The countdown to the next general election has reached a symbolic moment, with exactly a year to go until the current session of Parliament must end.
December 17 2024 is the latest possible date by law for proceedings in Westminster to finish, ahead of the country going to the polls.
If a general election has not already been called by this date, Parliament will be dissolved automatically and an election must take place within 25 working days.
Christmas Eve, Christmas Day, Boxing Day, New Year’s Day and the Scottish Bank Holiday on January 2 are not counted when calculating the 25 days.

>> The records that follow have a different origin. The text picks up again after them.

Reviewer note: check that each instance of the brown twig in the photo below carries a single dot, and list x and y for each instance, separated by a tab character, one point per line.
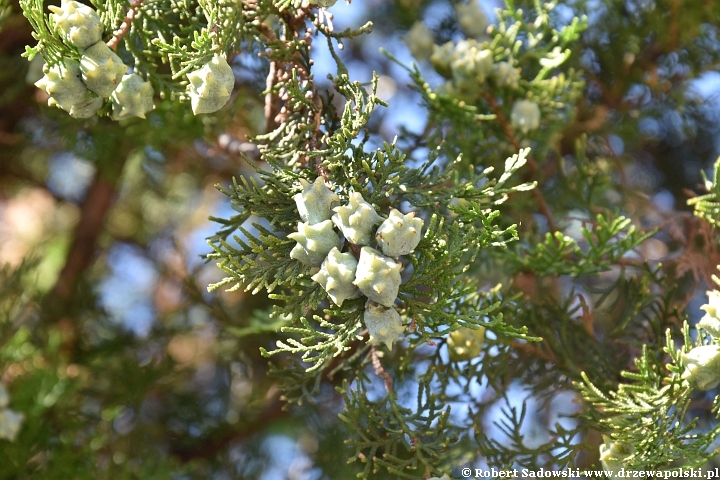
271	99
533	167
125	26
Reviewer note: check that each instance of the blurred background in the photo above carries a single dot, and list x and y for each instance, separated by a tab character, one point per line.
129	368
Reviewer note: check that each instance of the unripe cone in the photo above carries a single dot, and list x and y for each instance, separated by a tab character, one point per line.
211	85
702	367
399	234
101	69
132	98
336	276
356	220
383	324
314	242
711	321
315	202
63	84
525	116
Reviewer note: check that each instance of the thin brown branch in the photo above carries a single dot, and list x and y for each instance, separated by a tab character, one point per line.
379	370
125	26
99	199
271	99
211	446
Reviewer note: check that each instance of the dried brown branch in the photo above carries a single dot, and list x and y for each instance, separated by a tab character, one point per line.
536	193
379	370
125	26
99	199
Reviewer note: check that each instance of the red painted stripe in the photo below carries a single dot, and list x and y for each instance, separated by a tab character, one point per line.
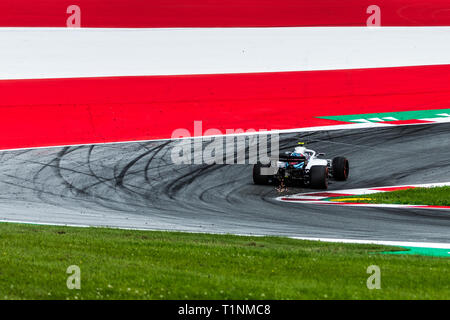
413	121
393	188
437	207
223	13
296	199
327	194
90	110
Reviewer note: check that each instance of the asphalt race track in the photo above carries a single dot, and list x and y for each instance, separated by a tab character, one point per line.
135	185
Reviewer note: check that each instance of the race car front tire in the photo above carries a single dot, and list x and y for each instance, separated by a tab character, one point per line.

This means the latest possible date for the next general election is Tuesday January 28 2025 – although because the convention in the UK is for elections to take place on a Thursday, polling day would likely be January 23 2025.
The dissolution date is fixed as December 17 2024 because this is five years since Parliament first met following the most recent general election in 2019.
However, the Government can choose to call an election before this date.
To do this, Prime Minister Rishi Sunak needs to ask permission from the King to dissolve Parliament ahead of schedule.
Details of when the next general election must take place are set out in the Dissolution & Calling of Parliament Act 2022.
If Mr Sunak chooses to stick with the timetable specified by the Act, with polling day in late January 2025, the election campaign will run right through Christmas 2024 – a prospect many candidates would probably not welcome, let alone voters.
The Prime Minister is perhaps more likely to exercise his right to choose the date and call an election before the clock runs out, with polling day possibly in late autumn.
Under this scenario, Mr Sunak could use the next Conservative party conference, which would typically take place in late September or early October 2024, as a chance to launch his election campaign, with polling day set for late October or early November.
This would also give him a chance to reach his second anniversary of becoming prime minister, which falls on October 25 2024.
But if he decides to go to the polls even earlier in the year, an alternative date could be Thursday May 2, to coincide with local and mayoral elections in England.
Another possibility is early June, a month or so after the local elections – a pattern preferred by former Conservative prime minister Margaret Thatcher in 1983 and 1987.
Were polling day to take place in January 2025, it would mean the biggest interval between UK general elections since the Second World War.
The longest period is currently five years and 22 days, between the 1992 and 1997 general elections.
An election on either January 23 or January 28 2025 would beat this record, with a period since the 2019 general election of five years and 42 days or five years and 47 days respectively.